For first-time voters, like Sarah Baig, Nadira Kaleem or Amaris R, all 20 years old, the prospect of casting their first vote to stall the march of white supremacy still felt a "little surreal".
"I think I would be very disappointed in our country if Trump had to win. It would be messed up. I think we would lose a lot of hope as young people if the country actually put this guy back in office," said Sarah Baig, who studies at Drexel University in Philadelphia.
Still, many of her peers, mostly white, are supporting Trump.
Amaris R said: "It is just scary to see people my age adopt some of these far-right ideals, despite having had the same education.

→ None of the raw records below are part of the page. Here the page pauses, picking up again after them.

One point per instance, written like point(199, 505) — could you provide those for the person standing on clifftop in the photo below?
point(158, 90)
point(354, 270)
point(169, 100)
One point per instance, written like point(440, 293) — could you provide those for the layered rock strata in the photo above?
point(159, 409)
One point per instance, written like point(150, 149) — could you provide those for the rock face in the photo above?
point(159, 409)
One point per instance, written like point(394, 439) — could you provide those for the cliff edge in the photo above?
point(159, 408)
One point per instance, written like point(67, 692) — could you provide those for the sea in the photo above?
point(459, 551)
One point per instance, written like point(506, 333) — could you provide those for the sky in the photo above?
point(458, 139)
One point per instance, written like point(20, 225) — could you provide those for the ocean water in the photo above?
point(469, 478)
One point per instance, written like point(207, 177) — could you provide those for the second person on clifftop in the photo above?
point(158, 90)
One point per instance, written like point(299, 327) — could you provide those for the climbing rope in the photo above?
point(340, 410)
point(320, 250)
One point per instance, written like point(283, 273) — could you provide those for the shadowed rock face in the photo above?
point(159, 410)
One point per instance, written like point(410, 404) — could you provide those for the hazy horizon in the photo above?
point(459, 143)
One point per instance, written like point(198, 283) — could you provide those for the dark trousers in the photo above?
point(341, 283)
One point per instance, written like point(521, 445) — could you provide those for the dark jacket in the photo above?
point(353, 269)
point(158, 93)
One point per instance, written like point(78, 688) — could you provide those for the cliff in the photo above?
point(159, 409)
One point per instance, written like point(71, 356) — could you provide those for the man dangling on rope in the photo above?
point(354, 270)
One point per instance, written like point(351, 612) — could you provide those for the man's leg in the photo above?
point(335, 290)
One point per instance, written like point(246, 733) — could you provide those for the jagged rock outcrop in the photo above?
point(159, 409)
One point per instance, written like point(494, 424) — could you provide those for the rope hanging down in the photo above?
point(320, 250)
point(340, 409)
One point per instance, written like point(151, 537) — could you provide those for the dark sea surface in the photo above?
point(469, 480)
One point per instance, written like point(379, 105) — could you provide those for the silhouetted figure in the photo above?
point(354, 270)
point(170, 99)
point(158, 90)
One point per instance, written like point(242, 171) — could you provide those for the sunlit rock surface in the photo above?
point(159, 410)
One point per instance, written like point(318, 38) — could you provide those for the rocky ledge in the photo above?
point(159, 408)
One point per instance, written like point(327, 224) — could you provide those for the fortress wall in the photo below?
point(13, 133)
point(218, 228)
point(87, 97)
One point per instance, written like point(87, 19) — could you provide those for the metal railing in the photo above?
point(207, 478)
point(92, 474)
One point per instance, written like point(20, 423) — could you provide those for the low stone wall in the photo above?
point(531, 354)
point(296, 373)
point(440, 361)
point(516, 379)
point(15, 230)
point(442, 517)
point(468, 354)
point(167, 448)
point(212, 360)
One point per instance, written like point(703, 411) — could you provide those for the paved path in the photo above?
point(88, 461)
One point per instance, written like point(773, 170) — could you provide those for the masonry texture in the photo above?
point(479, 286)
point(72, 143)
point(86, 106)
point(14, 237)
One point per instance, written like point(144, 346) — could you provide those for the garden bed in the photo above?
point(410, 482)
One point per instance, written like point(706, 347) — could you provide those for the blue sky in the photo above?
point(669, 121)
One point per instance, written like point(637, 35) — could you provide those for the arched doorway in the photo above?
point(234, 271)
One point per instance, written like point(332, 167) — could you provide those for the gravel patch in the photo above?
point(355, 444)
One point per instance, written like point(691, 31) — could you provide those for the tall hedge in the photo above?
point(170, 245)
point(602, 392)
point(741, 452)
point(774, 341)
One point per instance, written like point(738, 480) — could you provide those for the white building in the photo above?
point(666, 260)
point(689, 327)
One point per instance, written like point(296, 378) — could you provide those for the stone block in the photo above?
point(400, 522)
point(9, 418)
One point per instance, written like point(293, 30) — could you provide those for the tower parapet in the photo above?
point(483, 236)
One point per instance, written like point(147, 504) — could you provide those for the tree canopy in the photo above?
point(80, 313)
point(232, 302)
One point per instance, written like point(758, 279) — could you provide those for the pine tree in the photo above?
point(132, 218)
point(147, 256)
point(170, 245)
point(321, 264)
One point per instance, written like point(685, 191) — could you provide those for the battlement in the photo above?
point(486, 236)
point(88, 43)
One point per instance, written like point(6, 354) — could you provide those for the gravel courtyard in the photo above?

"I don't believe Trump cares about the plight or the success of Black people or Muslims, or those at the intersection of the two."
Over the weekend, a cavalcade of vehicles - cars, pick-up trucks, motorcycles - draped in Trump paraphernalia and American flags paraded down the highways of eastern Pennsylvania.
On Monday, Trump delivered remarks to a packed crowd in Allentown. Before the event, hundreds of his supporters gathered outside the venue before dawn amid frigid conditions to ensure that they got good spots to watch Trump speak.
Kaleem described the scenes playing out in the town as "extremely disheartening".
"It would be naive to think that white supremacy did not exist prior to our current presidency, but it is still unbelievably shocking to see how this rise of Trump has promoted such a violent and cult-like following that can result in mass uprising, even civil war.
"It makes me think about how many friends, employers, teachers, and others I have interacted with from the area always had these beliefs but never shared them," Kaleem added.
"I do not think that feeling will ever subside for me."